A quem serve a Guerra?
Explicar a
Guerra é uma das tarefas mais complexas às quais o ser humano se pode dedicar. Todas
as implicações relativas ao jogo de poder quer a nível nacional e internacional,
às relações externas, à disputa de soberania, à autodeterminação dos povos, à
história e geografia, à economia, aos sistemas políticos vigentes, à
sociologia, à psicologia social e à ciência compõe um corpo de análise de tal
forma intrincado que torna a realidade subjetiva de acordo com o enquadramento
conceptual pelo qual analisamos o nosso objeto.
Um
dos aspetos que me atraiu em “Extinção” foi precisamente a vontade de explicar/analisar
conflitualidades muitas vezes deixadas à margem da história tendencialmente etnocêntrica
com a qual temos normalmente contacto.
A
narrativa decorre a partir de três locais, a Casa Branca em Washington, a República
Democrática do Congo e o Japão.

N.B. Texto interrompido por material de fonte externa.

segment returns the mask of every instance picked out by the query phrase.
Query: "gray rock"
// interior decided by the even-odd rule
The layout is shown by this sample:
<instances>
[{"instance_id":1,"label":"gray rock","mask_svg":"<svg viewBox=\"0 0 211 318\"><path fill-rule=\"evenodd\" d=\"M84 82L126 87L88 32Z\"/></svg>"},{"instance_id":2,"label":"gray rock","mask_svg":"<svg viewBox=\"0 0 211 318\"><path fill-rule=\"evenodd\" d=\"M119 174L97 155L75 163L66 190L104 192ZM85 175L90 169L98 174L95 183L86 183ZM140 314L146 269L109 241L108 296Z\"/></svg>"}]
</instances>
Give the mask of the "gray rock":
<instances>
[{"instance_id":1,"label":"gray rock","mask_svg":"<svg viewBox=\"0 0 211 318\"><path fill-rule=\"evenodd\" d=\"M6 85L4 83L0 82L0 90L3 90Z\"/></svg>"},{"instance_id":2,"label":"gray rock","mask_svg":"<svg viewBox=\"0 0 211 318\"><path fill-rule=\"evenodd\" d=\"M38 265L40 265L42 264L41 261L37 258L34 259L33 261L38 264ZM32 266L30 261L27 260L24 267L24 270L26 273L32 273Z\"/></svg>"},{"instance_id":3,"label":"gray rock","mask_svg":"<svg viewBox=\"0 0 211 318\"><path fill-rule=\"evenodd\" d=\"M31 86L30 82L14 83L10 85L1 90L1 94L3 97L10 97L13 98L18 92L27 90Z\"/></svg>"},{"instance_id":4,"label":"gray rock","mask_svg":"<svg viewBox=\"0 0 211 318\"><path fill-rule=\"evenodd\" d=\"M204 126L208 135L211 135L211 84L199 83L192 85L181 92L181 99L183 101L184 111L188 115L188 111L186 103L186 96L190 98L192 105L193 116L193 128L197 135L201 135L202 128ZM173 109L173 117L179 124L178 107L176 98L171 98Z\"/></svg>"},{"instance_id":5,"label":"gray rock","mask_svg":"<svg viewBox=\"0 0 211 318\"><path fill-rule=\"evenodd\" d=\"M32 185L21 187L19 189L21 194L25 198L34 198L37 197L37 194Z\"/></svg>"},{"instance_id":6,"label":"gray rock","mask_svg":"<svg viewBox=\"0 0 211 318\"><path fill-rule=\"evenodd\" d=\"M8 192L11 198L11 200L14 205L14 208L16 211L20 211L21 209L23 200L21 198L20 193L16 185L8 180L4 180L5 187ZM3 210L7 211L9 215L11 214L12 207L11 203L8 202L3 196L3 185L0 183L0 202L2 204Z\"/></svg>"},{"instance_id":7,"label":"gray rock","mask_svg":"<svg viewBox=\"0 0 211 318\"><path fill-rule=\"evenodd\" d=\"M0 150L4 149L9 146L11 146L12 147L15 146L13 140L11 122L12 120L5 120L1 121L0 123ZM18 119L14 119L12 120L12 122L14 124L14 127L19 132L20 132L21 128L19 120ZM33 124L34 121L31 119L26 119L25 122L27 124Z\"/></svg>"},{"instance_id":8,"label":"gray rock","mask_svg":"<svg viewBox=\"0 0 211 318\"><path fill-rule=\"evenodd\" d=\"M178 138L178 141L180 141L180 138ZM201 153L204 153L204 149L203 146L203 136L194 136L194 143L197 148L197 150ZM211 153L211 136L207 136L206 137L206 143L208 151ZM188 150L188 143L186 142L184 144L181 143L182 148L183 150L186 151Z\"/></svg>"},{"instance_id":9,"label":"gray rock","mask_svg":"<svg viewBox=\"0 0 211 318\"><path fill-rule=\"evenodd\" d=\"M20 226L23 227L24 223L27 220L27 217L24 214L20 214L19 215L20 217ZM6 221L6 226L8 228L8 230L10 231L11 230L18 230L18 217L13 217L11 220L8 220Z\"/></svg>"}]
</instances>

A parte mais fulcral da narrativa passa-se no
Congo e nas conflitualidades no local.
Se
é verdade que a literatura não se pode sempre debruçar sobre os grandes temas, é
também verdade que existem poucos relatos que falem de problemáticas humanas
desta dimensão e é de louvar a forma como o livro nos apresenta uma visão
bastante extensa sobre um conflito pouco mediatizado.
“O
Genocídio que acontece em África tem menos cobertura do que quando sete gorilas
são abatidos” ironiza o autor na página 55.
A Guerra Mundial Africana
A Guerra Mundial Africana
A raiz do problema do Congo vem dos tempos coloniais. Quando os belgas controlavam o país puseram as duas principais tribos, os tutsis e os hútus, que até então tinham vivido em paz, uma contra a outra. Arbitrariamente deram um tratamento preferencial aos primeiros, o que provocou ressentimento da parte dos segundos. Este ódio tribal aumentou até eclodir no genocídio do Ruanda. O avião do presidente hútu foi abatido, o que fez com que os hútus começassem a dizimar violentamente os tutsis.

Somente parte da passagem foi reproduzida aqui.